OTTAWA – The Harper Conservatives plan to reduce the deficit by levying $19 billion in higher taxes on workers and their employers, says New Democrat Finance Critic Thomas Mulcair.
“In the fiscal update Finance Minister Flaherty released on Thursday, he showed that he plans to raise $19 billion in new revenue by increasing the Employment Insurance payroll tax. Yet he’s telling Canadians the opposite, that he won’t raise taxes,” said Mulcair.
Two months ago, New Democrats warned that an analysis by the Parliamentary Budget Officer and actuaries showed that workers and employers were facing huge increases in payroll taxes in 2011 because of a decision by the Harper government to invest only $2 billion in its new Employment Insurance account.

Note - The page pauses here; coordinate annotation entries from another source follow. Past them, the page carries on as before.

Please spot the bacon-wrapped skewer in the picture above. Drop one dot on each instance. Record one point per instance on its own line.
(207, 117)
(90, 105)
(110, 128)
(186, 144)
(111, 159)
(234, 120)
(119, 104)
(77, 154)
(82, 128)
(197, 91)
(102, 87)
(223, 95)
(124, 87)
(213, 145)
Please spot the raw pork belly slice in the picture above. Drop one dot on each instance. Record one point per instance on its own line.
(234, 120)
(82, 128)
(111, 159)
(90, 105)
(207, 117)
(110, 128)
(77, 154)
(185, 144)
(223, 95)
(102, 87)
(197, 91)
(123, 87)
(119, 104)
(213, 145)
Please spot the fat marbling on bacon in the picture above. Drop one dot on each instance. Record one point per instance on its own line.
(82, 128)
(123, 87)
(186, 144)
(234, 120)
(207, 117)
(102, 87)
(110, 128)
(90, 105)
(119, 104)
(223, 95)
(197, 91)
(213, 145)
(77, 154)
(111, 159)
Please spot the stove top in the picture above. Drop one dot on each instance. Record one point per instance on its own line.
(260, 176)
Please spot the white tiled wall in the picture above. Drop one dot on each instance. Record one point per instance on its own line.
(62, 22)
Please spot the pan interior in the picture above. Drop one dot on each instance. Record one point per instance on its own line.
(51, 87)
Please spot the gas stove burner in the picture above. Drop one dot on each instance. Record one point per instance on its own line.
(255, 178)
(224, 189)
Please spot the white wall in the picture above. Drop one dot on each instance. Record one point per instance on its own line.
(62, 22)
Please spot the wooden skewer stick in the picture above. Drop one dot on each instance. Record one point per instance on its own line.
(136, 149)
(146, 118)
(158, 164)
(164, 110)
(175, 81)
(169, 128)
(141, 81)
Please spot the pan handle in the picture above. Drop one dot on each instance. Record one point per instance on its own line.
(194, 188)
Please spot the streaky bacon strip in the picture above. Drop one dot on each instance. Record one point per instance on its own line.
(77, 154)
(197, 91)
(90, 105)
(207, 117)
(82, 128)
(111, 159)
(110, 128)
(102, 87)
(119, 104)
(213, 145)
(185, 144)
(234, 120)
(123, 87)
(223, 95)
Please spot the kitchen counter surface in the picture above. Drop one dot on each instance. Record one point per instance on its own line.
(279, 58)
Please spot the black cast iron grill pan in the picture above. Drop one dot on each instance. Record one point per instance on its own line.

The Conservatives, with the support of the Liberals, plundered the $57 billion surplus paid by every worker and employer in Canada for EI. They then gave these $57 billion in tax cuts to the most profitable businesses. In fact, businesses in the forest and manufacturing sector, that didn’t qualify for tax cuts since they weren’t profitable, were therefore subsidizing the richest companies. Now, businesses, whether they were profitable or not, whether they had access to the tax cuts or not, have to pay $19 billion to correct this culpable negligence.
“The issue now is what choices should the federal government make to tackle the ballooning deficit,” said Mulcair. “The Conservatives and Liberals think that it’s ok to transfer billions from workers and employers to fund tax cuts to the most profitable businesses. New Democrats fundamentally disagree.”